You would have to use resistors with your LEDs. Not hard. I am sure we could help you with that. I think most train transformers start putting out power at about 6 volts.
Too much for LEDs. I will try to find my video with LEDs powered by a train transformer.
Resistors are not hard to work with. Do it once and you will be comfortable with them.
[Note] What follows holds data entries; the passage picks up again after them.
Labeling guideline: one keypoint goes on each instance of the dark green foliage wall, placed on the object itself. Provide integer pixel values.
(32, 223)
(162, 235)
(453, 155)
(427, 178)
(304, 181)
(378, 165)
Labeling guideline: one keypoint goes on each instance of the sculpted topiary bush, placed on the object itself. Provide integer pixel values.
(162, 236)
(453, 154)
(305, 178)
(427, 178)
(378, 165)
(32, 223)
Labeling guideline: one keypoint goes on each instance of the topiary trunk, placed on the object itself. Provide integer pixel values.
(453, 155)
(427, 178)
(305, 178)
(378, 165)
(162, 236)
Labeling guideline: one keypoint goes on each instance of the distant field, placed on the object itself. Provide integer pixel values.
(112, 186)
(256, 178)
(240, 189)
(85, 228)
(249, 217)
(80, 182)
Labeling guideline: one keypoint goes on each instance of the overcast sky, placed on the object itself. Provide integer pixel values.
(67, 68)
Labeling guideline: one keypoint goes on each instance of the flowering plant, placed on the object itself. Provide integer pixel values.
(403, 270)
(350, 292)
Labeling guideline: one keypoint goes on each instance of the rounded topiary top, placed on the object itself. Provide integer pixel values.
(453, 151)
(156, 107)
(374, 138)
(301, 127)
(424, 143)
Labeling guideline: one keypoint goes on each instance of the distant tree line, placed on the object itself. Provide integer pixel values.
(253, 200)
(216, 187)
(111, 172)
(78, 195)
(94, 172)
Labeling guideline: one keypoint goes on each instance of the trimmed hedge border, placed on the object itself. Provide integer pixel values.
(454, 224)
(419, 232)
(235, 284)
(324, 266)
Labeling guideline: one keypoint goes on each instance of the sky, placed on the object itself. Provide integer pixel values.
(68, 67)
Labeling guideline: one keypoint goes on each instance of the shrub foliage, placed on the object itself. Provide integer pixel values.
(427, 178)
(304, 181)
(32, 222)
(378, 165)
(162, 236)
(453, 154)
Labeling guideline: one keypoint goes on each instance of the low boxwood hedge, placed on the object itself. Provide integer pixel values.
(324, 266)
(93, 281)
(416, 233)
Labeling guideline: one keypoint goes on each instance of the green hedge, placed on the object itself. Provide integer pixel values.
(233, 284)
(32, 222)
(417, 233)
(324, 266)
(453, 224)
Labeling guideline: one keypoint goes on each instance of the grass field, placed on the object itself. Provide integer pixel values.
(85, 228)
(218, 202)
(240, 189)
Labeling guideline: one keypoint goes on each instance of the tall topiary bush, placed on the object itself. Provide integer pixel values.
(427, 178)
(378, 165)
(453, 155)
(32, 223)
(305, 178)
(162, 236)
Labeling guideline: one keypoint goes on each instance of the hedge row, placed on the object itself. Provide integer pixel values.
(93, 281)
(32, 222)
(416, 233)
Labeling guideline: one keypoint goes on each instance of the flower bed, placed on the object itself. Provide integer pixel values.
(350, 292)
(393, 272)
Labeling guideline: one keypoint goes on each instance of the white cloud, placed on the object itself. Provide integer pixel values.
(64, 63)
I still laugh when I think about my first purchase of LEDs. I blew them as fast as I could hook them up to a train
transformer. I didn't know about resistors. Makes a huge difference.


----------



## Cycleops (Dec 6, 2014)

I have a PowerCab and use Tam Valley Depot singlets (servo driven) to operate my Peco turnouts. They incorporate a decoder and also have a fascia switch so you can control them from your cab or by the switch on the front of your layout or panel, it also has LED indicators. Set up is automatic and time taken to switch can be adjusted.


----------



## tgoulart (Dec 16, 2015)

Cycleops said:


> I have a PowerCab and use Tam Valley Depot singlets (servo driven) to operate my Peco turnouts. They incorporate a decoder and also have a fascia switch so you can control them from your cab or by the switch on the front of your layout or panel, it also has LED indicators. Set up is automatic and time taken to switch can be adjusted.
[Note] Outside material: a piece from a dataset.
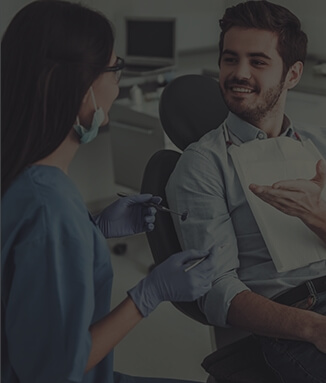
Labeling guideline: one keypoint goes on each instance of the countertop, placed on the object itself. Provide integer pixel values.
(206, 62)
Cyclops, interesting you mention Tam Valley On a recommendation I ordered two frog juicers for some troublesome Atlas turnouts (should have gone with Peco). I will take a look at the servos. I assume they would take the place of Tortoise machines? I have 2 remote turnouts I would like to operate electronically; all the rest of my turnouts are within reach and I use ground throws. It would be nice to have the option of throwing the remote turnouts with either the Cab or a switch.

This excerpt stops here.